Ознакомительная версия.
Открывалась новая полоса в истории русской музыки. «Новые времена — новые птицы; новые птицы— новые песни. Хорошо это сказано! — писал Корсаков в 1890 году и хмуро добавлял; — Но птицы у нас не все новые, а поют новые песни хуже старых…» Через два года в откровенной беседе с приятелем он выразился прямее: «Знаете, я просто с ужасом слежу за тем, что музыка теперь все более и более стремится к упадку и этот даровитый Чайковский сам убьет и свою музыку и музыку вообще, окончательно испортив вкус публики своими «Щелкунками», нарядными с внешней стороны, но до невообразимости мелкими по музыке. Я, на месте публики, в последнем симфоническом [собрании][130] вынес бы Чайковского на руках за его «Ромео и Джульетту» и освистал бы за его «Сюиту».
Об упадке композиторского творчества писал в эти же годы А. Рубинштейн. Много раньше заговорил об упадке, наступающем в музыке, Ларош, последовательно рассматривавший всю романтическую школу как блистательный закат искусства. Пессимистическим оценкам современной музыки отдал в свое время (в письмах 1880 года) щедрую дань и сам Чайковский. Но он давно отбросил эту самоуверенную и, несмотря на кажущуюся широту обобщений, ограниченную философию художественной истории.

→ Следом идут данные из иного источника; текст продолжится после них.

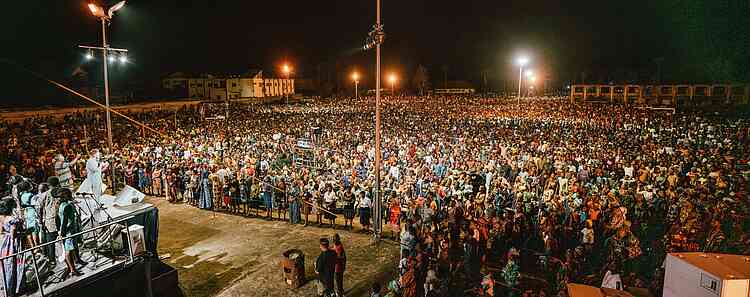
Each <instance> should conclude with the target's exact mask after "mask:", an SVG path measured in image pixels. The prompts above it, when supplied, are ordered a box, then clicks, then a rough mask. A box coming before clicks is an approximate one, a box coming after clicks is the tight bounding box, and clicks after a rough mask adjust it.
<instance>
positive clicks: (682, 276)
mask: <svg viewBox="0 0 750 297" xmlns="http://www.w3.org/2000/svg"><path fill="white" fill-rule="evenodd" d="M701 273H704V274H707V275H709V276H711V277H713V278H715V279H717V288H716V289H717V291H718V292H721V289H722V288H721V285H722V282H721V278H718V277H716V276H714V275H711V274H709V273H706V272H704V271H703V270H701V269H699V268H698V267H695V266H693V265H691V264H690V263H688V262H685V261H683V260H681V259H680V258H678V257H675V256H673V255H667V260H666V269H665V271H664V291H662V296H663V297H717V296H718V295H716V294H714V293H713V292H711V291H709V290H707V289H705V288H703V287H701Z"/></svg>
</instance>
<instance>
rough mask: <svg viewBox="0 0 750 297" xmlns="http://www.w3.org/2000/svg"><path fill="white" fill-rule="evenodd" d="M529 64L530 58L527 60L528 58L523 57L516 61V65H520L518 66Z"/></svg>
mask: <svg viewBox="0 0 750 297" xmlns="http://www.w3.org/2000/svg"><path fill="white" fill-rule="evenodd" d="M528 63H529V58H527V57H526V56H521V57H519V58H518V60H516V64H518V66H526V64H528Z"/></svg>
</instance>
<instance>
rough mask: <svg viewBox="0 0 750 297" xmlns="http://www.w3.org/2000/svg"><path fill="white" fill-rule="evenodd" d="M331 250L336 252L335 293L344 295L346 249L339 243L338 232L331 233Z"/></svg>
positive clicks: (341, 295)
mask: <svg viewBox="0 0 750 297" xmlns="http://www.w3.org/2000/svg"><path fill="white" fill-rule="evenodd" d="M333 251H334V252H336V269H335V280H336V295H337V296H338V297H343V296H344V271H346V251H345V250H344V245H343V244H342V243H341V237H340V236H339V234H338V233H336V234H334V235H333Z"/></svg>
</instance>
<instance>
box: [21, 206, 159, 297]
mask: <svg viewBox="0 0 750 297" xmlns="http://www.w3.org/2000/svg"><path fill="white" fill-rule="evenodd" d="M114 201H115V197H114V196H110V195H103V196H102V198H101V204H102V206H104V207H103V209H102V208H101V207H99V204H98V203H97V202H96V201H94V199H93V198H80V197H79V198H76V202H77V203H76V209H77V210H78V212H79V214H80V216H81V221H82V225H83V230H84V231H87V230H94V231H93V232H89V233H84V235H83V238H84V240H83V241H84V242H85V243H84V244H83V245H81V246H79V248H80V251H81V258H82V259H83V260H84V261H86V262H88V265H86V266H80V265H78V266H77V268H78V270H79V272H82V273H83V275H82V276H72V275H71V276H68V277H67V278H66V279H64V280H63V279H62V276H63V274H64V273H65V271H67V266H66V264H65V263H64V258H62V257H60V255H62V254H63V251H62V247H61V245H60V244H56V251H55V253H56V255H57V259H54V260H48V259H46V258H45V257H44V256H43V255H41V251H39V250H38V251H39V252H40V253H39V255H37V256H36V257H37V263H38V265H40V266H41V267H40V268H39V270H40V273H39V274H40V278H39V282H41V283H42V287H43V292H42V290H40V289H39V288H38V285H37V284H38V283H37V279H36V278H35V277H34V275H35V274H34V268H33V265H34V264H33V261H32V258H31V257H30V256H26V258H27V260H26V264H25V265H26V280H25V283H26V284H27V285H26V286H25V288H26V289H25V290H23V291H22V293H21V294H20V295H17V296H51V295H54V296H68V295H70V296H82V295H78V294H76V292H78V291H79V290H81V289H83V288H87V287H91V286H95V285H100V283H101V282H102V281H106V280H107V279H111V278H112V277H113V275H117V274H118V273H121V272H122V273H125V272H124V271H126V270H129V269H130V268H131V266H132V265H135V264H134V263H136V262H142V261H143V259H145V258H149V259H154V258H157V257H158V256H157V254H156V246H157V240H158V210H157V209H156V208H155V207H154V206H153V205H152V204H149V203H143V202H141V203H134V204H130V205H127V206H120V205H115V203H114ZM92 218H93V219H92ZM111 222H116V224H119V225H122V226H133V225H140V226H143V229H142V230H143V235H142V236H141V238H140V239H139V240H140V242H142V244H143V247H144V251H143V252H141V253H138V254H136V253H134V255H133V258H131V253H130V252H129V249H130V248H131V247H130V246H129V244H128V237H127V235H126V232H125V231H124V230H123V231H122V232H121V233H120V235H117V237H119V240H120V241H119V242H120V245H121V246H123V248H122V249H121V250H120V251H118V252H115V253H112V252H111V251H112V249H111V248H105V249H100V251H95V248H94V247H95V245H96V244H95V242H96V236H97V235H99V234H100V233H102V232H104V231H105V230H107V229H108V228H109V227H111V225H112V224H109V223H111ZM108 224H109V225H108ZM105 225H106V226H105ZM100 226H101V228H98V229H97V227H100ZM131 233H132V232H131ZM132 236H133V234H131V237H132ZM133 240H134V241H135V240H136V238H135V237H133ZM106 242H110V241H109V240H107V241H106ZM138 243H139V241H136V242H135V243H134V245H136V246H137V245H138ZM136 250H137V249H136ZM27 255H28V253H27ZM51 261H56V265H55V266H54V267H51V266H50V265H49V263H50V262H51ZM102 293H103V294H102V296H104V295H110V294H109V293H111V292H109V293H105V292H102Z"/></svg>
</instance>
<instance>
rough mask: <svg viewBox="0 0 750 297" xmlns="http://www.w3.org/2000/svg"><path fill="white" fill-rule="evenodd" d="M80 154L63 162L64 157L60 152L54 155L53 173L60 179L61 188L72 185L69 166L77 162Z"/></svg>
mask: <svg viewBox="0 0 750 297" xmlns="http://www.w3.org/2000/svg"><path fill="white" fill-rule="evenodd" d="M80 157H81V156H80V155H78V156H76V158H75V159H74V160H73V161H71V162H65V157H63V155H62V154H57V156H55V175H56V176H57V178H58V179H59V180H60V186H61V187H63V188H70V187H72V186H73V174H72V173H71V172H70V166H71V165H72V164H75V163H76V162H78V159H79V158H80Z"/></svg>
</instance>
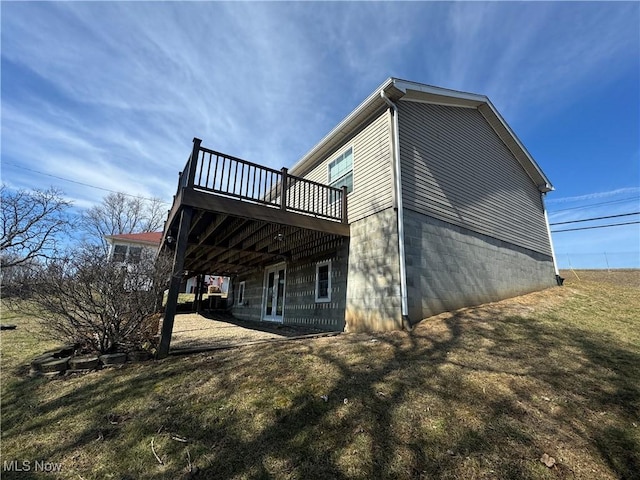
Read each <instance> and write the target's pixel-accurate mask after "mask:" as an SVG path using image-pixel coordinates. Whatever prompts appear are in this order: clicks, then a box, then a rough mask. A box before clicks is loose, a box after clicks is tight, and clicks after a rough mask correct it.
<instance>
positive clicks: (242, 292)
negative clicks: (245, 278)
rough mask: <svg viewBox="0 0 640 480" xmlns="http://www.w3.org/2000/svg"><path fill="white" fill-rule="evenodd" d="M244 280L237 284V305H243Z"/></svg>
mask: <svg viewBox="0 0 640 480" xmlns="http://www.w3.org/2000/svg"><path fill="white" fill-rule="evenodd" d="M245 283H246V282H240V283H239V284H238V305H244V286H245Z"/></svg>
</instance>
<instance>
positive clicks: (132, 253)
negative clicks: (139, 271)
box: [111, 245, 142, 264]
mask: <svg viewBox="0 0 640 480" xmlns="http://www.w3.org/2000/svg"><path fill="white" fill-rule="evenodd" d="M140 260H142V247H134V246H131V245H114V246H113V250H112V253H111V261H113V262H118V263H129V264H134V263H140Z"/></svg>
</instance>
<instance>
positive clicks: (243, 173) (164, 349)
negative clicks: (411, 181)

Словно ответ унылым прорицаниям, звучали полные уверенности слова Чайковского в «Петербургской жизни»: «Если вообще трудно согласиться с безусловно пессимистическими взглядами на состояние современной музыки и на ее будущее… то еще менее имеется поводов приходить в отчаяние насчет прогрессивного хода музыкального дела в России. Когда я вспомню, что такое была русская музыка во времена моей юности, и сравню тогдашнее положение вещей с теперешним, то не могу не радоваться и не возлагать самых лучших надежд на будущее…»
К завтрашнему дню русской музыки, к завтрашнему, уже не наступившему, дню самого композитора были обращены произведения Чайковского, созданные им в эти ближайшие после «Пиковой дамы» годы, — опера «Иоланта» и балет «Щелкунчик».
Глава VII. ПОСЛЕДНИЕ ПЕСНИ
Среди опер Чайковского нет более светлой, более одухотворенно-нежной, чем музыкальная повесть о слепой принцессе Иоланте, ее мгновенно зародившейся любви к рыцарю Водемону и чудесном исцелении. С драмой в стихах датского поэта Г. Герца, рассказавшего эту целомудренную легенду, озаренную первыми лучами раннего Возрождения, Петр Ильич познакомился в начале 1880-х годов и тогда же дал себе слово когда-нибудь положить ее на музыку. В наивной, но полной бессознательного изящества раскраске старофранцузской миниатюры он встретил в новом, неожиданном варианте знакомые, на протяжении многих лет неизменно волновавшие его психологические мотивы. Таким был прежде всего образ девушки, выросшей в неведенье зла и лицемерия, ничего не знающей о женском лукавстве и светской условности, такой же безгранично искренней в своем чувстве, такой же неспособной скрыть его, как Ундина, Одетта, Татьяна и Лиза. Таким был мотив страдания, взятый в его наиболее чистом виде, — страдания, не вызванного виной или хотя бы ошибкой страдающего. Эта нравственная беспричинность страдания составляла не только сильный драматический эффект, но и входила в число самых тяжелых упреков, какие только мог послать человек трижды неизвестному Иксу. Наконец чисто возрожденческий мотив любви, раскрывающей человеку глаза на мир и его красоту, той светлой земной любви, какую запечатлели своей кровью Джульетта и Франческа. Здесь он составлял движущее начало всей истории принцессы Иоланты. Это была хорошая, радостная история с хорошим, счастливым концом. Из всех поединков с судьбой (потому что слепоту Иоланты композитор понимал как ее судьбу, и недаром во вступлении к опере валторна, совсем как в сцене гибели Ленского, чеканит свое однообразно-зловещее «си») этот поединок был, быть может, более всего родствен оптимистическому варианту «Спящей красавицы». Только здесь не было даже злой Карабос, никакой внешней враждебной силы — все ушло внутрь, в обстоятельства жизни и душевные переживания. Чистосердечный и чуткий к истинно прекрасному Водемон[131], проникнув в таинственный, отделенный от всего мира замок Иоланты и пробудив к жизни погруженную в двойной мрак слепоты и неведения девушку, подвергается затем вместе с ней драматическому испытанию. Из него любящие выходят углубившими свое чувство, умудренными, познавшими высшую гармонию мироздания.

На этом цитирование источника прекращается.